Although in the training cohort the addition of albumin to the model did not change its discriminatory ability, in the validation cohort the model including albumin performed better (AUC = 0.794 [FIB‐4 alone] vs. 0.8039 [FIB4+]). Another reason for keeping the albumin in the final model is its potential for prediction of outcomes.^[ ⁹ ^] Because predicting CSPH is a surrogate in the prediction of cirrhosis decompensation, we think that maintaining albumin in the model will strengthen its ability to predict outcomes, although this needs to be further investigated in future prospective studies.

While the discrimination of our model was 0.8 in the validation cohort, calibration was not good, and the model overestimated the presence of CSPH in all risk categories (predicted risks were systematically too high but remained proportionally accurate). By adjusting the baseline risk of our original prediction model to that of individuals included in the validation cohort, the calibration was easily improved without changing its discriminatory ability. It is important to mention that no other updates to the model (such as change in the coefficient of each variable or addition of a new variable) were needed to improve its calibration. Because, as mentioned previously, the validation cohort (Pons et al. cohort) is more representative of patients with NASH seen in the outpatient clinics compared with those in our training cohort (preselected for a RCT), we recommend the use of the updated model, which we call the FIB4+ model in clinical practice. Based on our FIB4+ nomogram (Figure 5), patients with FIB‐4 ≥ 6 and albumin < 3.6 have a risk of CSPH > 75%. To facilitate this calculation, we have created an online calculator that includes the five variables of the FIB4+ model (http://www.fib4plus.com).

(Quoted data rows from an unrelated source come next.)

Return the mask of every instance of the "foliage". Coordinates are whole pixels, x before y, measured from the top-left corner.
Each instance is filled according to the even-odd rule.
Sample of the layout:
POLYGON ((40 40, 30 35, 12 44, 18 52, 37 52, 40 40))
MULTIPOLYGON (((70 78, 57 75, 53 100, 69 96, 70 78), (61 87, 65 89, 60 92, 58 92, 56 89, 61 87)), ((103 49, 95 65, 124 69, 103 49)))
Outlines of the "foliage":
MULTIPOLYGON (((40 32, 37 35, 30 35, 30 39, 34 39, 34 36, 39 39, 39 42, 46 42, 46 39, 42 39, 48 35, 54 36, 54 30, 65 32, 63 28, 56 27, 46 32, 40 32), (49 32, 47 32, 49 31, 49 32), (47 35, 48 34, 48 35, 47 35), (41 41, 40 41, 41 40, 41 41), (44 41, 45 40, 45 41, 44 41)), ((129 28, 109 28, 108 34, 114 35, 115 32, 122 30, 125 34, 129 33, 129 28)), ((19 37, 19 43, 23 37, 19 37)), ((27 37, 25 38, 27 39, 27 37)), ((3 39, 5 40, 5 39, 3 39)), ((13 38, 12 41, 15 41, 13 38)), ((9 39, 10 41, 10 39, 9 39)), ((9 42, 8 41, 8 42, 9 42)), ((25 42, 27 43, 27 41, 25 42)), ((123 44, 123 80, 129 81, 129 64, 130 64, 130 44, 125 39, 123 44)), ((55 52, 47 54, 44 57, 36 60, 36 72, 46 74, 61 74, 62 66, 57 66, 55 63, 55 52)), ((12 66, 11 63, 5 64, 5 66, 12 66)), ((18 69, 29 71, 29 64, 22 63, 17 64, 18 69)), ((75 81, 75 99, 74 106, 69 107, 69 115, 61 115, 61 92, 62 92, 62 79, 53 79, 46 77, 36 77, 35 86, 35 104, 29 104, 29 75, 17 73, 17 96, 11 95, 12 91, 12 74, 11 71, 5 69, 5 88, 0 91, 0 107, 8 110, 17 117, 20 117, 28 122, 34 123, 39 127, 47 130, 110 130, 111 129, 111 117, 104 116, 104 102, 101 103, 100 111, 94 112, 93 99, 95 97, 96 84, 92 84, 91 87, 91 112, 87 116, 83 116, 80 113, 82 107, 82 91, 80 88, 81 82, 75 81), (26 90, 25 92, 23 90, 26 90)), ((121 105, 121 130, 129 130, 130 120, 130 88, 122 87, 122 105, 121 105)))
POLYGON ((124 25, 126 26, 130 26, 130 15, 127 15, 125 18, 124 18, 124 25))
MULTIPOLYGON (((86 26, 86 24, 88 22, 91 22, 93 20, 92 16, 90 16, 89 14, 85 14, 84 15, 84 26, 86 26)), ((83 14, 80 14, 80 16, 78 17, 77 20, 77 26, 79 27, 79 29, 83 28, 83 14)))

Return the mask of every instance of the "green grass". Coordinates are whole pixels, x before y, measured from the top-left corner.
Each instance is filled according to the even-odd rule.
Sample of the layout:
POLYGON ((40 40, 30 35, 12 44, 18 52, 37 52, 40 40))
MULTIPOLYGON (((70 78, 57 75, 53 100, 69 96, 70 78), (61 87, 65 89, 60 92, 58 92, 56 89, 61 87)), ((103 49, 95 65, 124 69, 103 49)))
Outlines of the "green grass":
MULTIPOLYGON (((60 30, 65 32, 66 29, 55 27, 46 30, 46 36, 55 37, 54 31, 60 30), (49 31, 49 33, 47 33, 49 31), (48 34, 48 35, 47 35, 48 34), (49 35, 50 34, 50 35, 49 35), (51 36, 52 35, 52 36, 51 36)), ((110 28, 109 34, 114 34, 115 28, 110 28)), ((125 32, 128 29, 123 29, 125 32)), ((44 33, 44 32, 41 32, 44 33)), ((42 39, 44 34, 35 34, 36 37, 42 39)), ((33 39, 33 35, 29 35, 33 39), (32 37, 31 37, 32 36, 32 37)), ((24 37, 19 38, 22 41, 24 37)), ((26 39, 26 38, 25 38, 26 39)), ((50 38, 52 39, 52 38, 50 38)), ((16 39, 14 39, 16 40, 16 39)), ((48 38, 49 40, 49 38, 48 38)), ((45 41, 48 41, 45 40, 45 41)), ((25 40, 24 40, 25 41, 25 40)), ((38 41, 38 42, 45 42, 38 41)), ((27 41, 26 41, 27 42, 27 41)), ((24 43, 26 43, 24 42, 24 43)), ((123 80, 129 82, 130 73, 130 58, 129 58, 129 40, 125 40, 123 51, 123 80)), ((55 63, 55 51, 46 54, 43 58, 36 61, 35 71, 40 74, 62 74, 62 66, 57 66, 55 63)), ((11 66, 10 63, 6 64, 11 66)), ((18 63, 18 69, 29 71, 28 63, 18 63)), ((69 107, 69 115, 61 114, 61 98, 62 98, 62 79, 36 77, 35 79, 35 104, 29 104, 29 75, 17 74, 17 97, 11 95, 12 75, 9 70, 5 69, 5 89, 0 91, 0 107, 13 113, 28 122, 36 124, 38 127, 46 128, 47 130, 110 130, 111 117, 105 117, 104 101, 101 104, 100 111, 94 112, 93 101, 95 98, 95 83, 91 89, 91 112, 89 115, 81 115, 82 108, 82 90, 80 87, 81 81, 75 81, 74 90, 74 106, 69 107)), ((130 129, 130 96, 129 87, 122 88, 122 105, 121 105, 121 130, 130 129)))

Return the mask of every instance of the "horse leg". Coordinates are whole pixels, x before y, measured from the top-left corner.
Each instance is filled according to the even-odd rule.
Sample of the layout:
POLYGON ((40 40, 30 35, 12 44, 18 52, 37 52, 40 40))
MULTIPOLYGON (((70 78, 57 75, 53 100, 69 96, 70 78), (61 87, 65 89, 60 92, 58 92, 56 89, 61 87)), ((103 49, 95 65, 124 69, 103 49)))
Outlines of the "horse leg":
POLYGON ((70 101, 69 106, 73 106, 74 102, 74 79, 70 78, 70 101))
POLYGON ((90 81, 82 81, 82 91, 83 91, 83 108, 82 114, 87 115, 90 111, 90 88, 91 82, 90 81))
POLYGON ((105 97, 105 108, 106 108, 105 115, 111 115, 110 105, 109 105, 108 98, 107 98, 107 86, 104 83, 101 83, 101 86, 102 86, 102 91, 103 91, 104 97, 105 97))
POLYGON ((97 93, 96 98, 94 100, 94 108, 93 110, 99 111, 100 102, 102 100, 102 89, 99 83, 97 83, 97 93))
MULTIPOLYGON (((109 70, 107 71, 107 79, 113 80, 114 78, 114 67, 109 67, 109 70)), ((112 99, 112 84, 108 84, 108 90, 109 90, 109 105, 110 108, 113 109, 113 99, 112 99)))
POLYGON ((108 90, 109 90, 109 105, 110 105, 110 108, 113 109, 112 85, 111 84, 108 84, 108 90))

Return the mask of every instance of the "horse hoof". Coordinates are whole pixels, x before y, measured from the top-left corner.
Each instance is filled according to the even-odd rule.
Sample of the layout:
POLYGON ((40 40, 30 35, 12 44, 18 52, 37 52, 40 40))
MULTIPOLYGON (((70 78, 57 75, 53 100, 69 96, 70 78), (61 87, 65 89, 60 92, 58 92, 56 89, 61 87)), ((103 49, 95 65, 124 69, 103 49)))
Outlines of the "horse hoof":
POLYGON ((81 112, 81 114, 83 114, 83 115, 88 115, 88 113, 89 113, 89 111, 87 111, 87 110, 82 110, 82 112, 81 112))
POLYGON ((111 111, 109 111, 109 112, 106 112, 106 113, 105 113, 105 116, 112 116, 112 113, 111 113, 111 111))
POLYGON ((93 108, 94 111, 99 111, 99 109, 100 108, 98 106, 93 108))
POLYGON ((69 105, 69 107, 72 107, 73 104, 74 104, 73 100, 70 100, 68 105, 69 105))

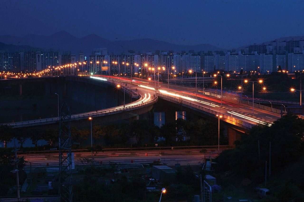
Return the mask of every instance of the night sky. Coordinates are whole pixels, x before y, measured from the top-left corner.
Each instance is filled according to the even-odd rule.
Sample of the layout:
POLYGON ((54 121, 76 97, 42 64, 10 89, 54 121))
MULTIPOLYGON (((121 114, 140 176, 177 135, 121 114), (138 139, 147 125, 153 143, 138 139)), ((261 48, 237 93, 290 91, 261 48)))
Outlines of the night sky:
POLYGON ((304 1, 1 0, 0 35, 64 30, 224 48, 304 35, 304 1))

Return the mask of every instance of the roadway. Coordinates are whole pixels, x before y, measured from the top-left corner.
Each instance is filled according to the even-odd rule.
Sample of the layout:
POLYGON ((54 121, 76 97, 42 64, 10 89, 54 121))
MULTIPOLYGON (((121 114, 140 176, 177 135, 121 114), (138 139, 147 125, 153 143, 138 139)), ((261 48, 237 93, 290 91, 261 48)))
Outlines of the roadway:
MULTIPOLYGON (((226 99, 223 96, 221 106, 220 96, 210 96, 212 91, 205 90, 203 94, 202 89, 198 89, 195 93, 194 88, 182 87, 170 85, 169 88, 167 84, 158 83, 146 80, 142 80, 137 78, 130 78, 124 77, 108 76, 94 76, 90 77, 90 79, 98 80, 101 82, 105 82, 109 84, 119 84, 122 90, 132 94, 132 95, 139 94, 141 96, 136 101, 125 105, 121 105, 109 109, 98 110, 97 111, 86 112, 72 115, 73 119, 87 119, 89 117, 96 117, 103 115, 109 113, 119 113, 128 108, 137 107, 153 101, 155 97, 152 95, 157 93, 162 95, 186 101, 197 106, 202 106, 206 108, 212 109, 218 114, 225 115, 226 116, 244 120, 251 124, 261 123, 265 125, 271 124, 274 121, 281 117, 279 114, 255 108, 253 115, 252 106, 240 103, 236 101, 226 99), (127 85, 126 86, 126 84, 127 85), (157 90, 155 90, 155 88, 157 90)), ((231 96, 233 96, 232 95, 231 96)), ((7 125, 14 127, 30 124, 43 124, 43 122, 55 123, 59 120, 58 117, 40 119, 29 121, 10 123, 7 125)))
POLYGON ((175 86, 170 85, 168 89, 167 84, 160 83, 159 85, 157 81, 156 82, 147 80, 142 81, 138 79, 133 78, 131 83, 131 79, 129 78, 112 77, 112 78, 119 84, 127 84, 128 86, 133 86, 143 93, 152 94, 157 92, 158 93, 172 98, 178 98, 195 103, 198 106, 212 109, 218 112, 219 114, 246 120, 246 121, 254 124, 258 123, 271 124, 281 118, 280 114, 255 107, 253 115, 252 106, 225 99, 223 96, 222 100, 222 106, 221 107, 220 95, 218 95, 217 98, 209 96, 208 94, 210 94, 211 92, 210 90, 204 91, 204 94, 203 94, 201 89, 198 89, 196 94, 195 89, 193 88, 184 87, 182 90, 180 89, 180 87, 179 87, 178 89, 177 89, 175 86), (155 90, 156 87, 157 89, 157 91, 155 90))
MULTIPOLYGON (((154 161, 160 160, 169 166, 174 166, 175 163, 181 165, 199 165, 203 162, 204 158, 210 157, 214 158, 218 155, 217 152, 210 152, 211 150, 205 154, 199 152, 200 149, 181 149, 174 150, 155 150, 130 152, 121 151, 100 152, 96 156, 91 156, 91 152, 75 152, 75 164, 76 165, 85 164, 80 159, 83 158, 94 158, 95 165, 99 165, 100 161, 103 165, 108 165, 110 162, 126 165, 149 164, 154 161), (147 156, 146 156, 147 153, 147 156), (133 161, 131 161, 132 160, 133 161), (132 162, 133 161, 133 163, 132 162)), ((43 154, 33 153, 24 155, 25 160, 30 162, 33 167, 48 166, 57 167, 59 162, 58 153, 45 153, 43 154)), ((27 163, 27 165, 29 164, 27 163)))

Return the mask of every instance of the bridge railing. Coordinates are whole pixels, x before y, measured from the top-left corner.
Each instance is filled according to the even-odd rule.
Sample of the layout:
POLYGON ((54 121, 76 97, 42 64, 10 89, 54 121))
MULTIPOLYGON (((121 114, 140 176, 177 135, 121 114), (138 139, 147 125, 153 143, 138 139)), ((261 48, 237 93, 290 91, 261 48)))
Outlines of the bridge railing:
MULTIPOLYGON (((141 108, 147 105, 150 105, 154 104, 157 101, 158 99, 158 98, 157 96, 156 96, 154 97, 154 99, 152 100, 141 103, 140 102, 142 100, 141 98, 140 99, 135 102, 129 103, 127 105, 126 105, 127 106, 125 106, 124 107, 123 107, 123 105, 121 105, 111 108, 98 110, 96 111, 72 115, 71 116, 71 118, 72 119, 77 120, 78 119, 88 118, 89 117, 94 117, 97 116, 101 116, 119 113, 121 111, 129 111, 136 108, 141 108), (136 102, 138 102, 138 104, 136 105, 131 105, 131 104, 133 104, 136 102)), ((50 123, 55 123, 58 121, 59 120, 59 117, 55 117, 54 118, 41 119, 25 122, 3 124, 2 125, 14 126, 20 125, 29 125, 33 124, 41 124, 46 122, 48 122, 50 123)))
POLYGON ((168 95, 164 95, 158 93, 157 93, 157 96, 161 99, 177 104, 183 104, 188 107, 195 109, 197 110, 198 110, 199 111, 209 115, 213 115, 213 116, 215 118, 216 118, 216 115, 221 115, 223 116, 223 118, 226 119, 227 122, 235 125, 241 125, 243 126, 243 128, 247 129, 251 128, 255 124, 259 123, 266 122, 267 123, 268 123, 267 121, 263 120, 262 119, 258 120, 259 121, 256 122, 256 123, 252 123, 245 120, 246 118, 246 116, 245 116, 244 119, 241 119, 233 117, 232 114, 231 115, 226 114, 224 113, 221 113, 215 110, 212 110, 210 109, 211 104, 209 107, 205 107, 201 105, 200 102, 199 102, 198 104, 196 104, 197 102, 195 102, 195 103, 192 103, 191 101, 184 100, 180 98, 172 98, 168 95))
MULTIPOLYGON (((193 88, 193 87, 182 87, 181 86, 179 86, 179 85, 174 85, 174 84, 171 84, 170 85, 171 86, 171 87, 174 87, 177 88, 181 89, 186 89, 188 90, 190 90, 194 91, 195 90, 195 88, 193 88)), ((202 89, 200 88, 197 89, 197 91, 200 91, 200 93, 203 93, 203 95, 215 97, 218 98, 221 98, 221 91, 220 90, 216 89, 205 89, 203 91, 203 92, 202 92, 202 89)), ((239 102, 239 103, 244 104, 248 105, 252 105, 252 99, 251 99, 251 100, 250 100, 250 98, 247 98, 244 96, 241 96, 237 93, 223 91, 223 99, 226 100, 231 100, 235 102, 239 102)), ((279 102, 279 101, 272 101, 271 100, 268 101, 266 100, 257 99, 257 98, 256 99, 255 99, 254 101, 254 102, 255 102, 254 104, 254 107, 262 109, 268 111, 272 111, 272 112, 277 113, 278 114, 280 114, 281 113, 281 109, 278 109, 275 108, 265 106, 261 104, 260 103, 259 103, 258 104, 255 103, 255 102, 256 102, 256 101, 257 102, 262 100, 263 100, 263 101, 270 101, 271 102, 279 102)), ((282 101, 281 101, 282 102, 282 101)), ((288 103, 290 103, 290 104, 298 104, 299 103, 299 102, 297 103, 296 102, 288 102, 288 103)), ((286 110, 285 110, 284 111, 283 111, 283 113, 286 113, 286 110)))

Strengths and limitations of our study

The strengths of our study are the inclusion of a large number of patients with NASH cirrhosis, which is currently the most common etiology of chronic liver disease,^[ ²⁹ ^] with a significant proportion of patients with CSPH, which allowed for the validation of previous models. The development of an inexpensive model that can be applied in any center and the external validation of this model in a large sample of patients from a very diverse setting is also a major strength.^[ ³⁰ ^] The fact that our FIB4+ model performed well in a separate cohort from different institutions/centers and with very different baseline characteristics suggests that our model can be generalizable to other populations of patients with compensated NASH cirrhosis. Another major strength of our study is evaluation of the performance characteristics of previous models and our own model, not only by discrimination (ROC curves and their corresponding C‐statistics) but also by detailed evaluation of different aspects of calibration (calibration in the large or the calibration intercept and the calibration slope).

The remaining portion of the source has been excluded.